Our results on C-509T and Leu10Pro polymorphisms seem to support the possible relevance of this gene. In fact Leu10Pro does not change the amino-acidic polarity [25], but it is located in a crucial position [14], as above mentioned.

The relevance of C-509T and Leu10Pro is also strengthened by the haplotype results indicating a possible increased risk of AMI conferred by the GTC haplotype and a protective effect of the GCT haplotype. According to these results the putative "protective" haplotype (GCT) carries both the C-509T and Leu10Pro wild type alleles, whereas the putative "predisposing" haplotype GTC carries the mutated alleles. Moreover the two haplotypes were the most common both in cases and in controls, supporting the idea that common variants/haplotypes could be really important in determining common diseases [26]. Although the above described crucial location of the G-800A variant in the genome sequence, we did not observe a significant association between G-800A and AMI.

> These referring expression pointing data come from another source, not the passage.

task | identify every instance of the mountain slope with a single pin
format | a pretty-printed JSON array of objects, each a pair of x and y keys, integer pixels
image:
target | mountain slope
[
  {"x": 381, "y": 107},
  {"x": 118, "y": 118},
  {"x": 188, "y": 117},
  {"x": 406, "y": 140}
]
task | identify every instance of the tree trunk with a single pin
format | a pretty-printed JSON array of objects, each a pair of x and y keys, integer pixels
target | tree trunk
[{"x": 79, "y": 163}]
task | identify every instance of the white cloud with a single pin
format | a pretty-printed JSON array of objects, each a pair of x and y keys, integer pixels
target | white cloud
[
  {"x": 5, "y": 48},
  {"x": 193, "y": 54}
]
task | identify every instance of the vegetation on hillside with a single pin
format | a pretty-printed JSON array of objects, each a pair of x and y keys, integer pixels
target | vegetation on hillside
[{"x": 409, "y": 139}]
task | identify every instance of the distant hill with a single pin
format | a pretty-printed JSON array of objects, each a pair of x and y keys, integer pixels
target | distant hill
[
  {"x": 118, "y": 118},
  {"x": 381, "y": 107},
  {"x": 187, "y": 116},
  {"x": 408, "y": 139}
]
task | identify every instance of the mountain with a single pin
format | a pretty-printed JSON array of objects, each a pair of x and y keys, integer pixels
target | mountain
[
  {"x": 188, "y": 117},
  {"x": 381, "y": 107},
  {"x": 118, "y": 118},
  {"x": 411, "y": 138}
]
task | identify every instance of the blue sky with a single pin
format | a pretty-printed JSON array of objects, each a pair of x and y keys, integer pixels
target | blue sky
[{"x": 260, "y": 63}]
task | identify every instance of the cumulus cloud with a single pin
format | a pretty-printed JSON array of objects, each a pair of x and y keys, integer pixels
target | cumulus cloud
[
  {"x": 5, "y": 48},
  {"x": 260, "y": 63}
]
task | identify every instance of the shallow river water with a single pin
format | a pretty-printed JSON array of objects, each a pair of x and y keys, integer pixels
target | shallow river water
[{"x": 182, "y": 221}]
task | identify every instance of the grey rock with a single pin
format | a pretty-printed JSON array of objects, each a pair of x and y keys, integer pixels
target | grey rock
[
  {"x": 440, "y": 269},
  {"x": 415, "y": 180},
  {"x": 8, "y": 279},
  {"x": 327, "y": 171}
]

The lack of significant results for TGF-β1 polymorphisms/haplotypes in the follow-up analysis seems to suggest that different genetic mechanisms could be responsible for the progression of AMI.

Conclusion

In conclusion, although it is clear that AMI is a multifactorial disease due to the combination of many genetic and well known environmental risk factors, this is the first study reporting on a significant association between TGF-β1 polymorphisms/haplotypes and the occurrence of AMI at young age.

Although these results warrant further investigation on larger sample size and in-depth biochemical analysis relating, for example, haplotypes to the TGF-β1 serum levels, they indicate also the need to better clarify the role of TGF-β pathway in AMI.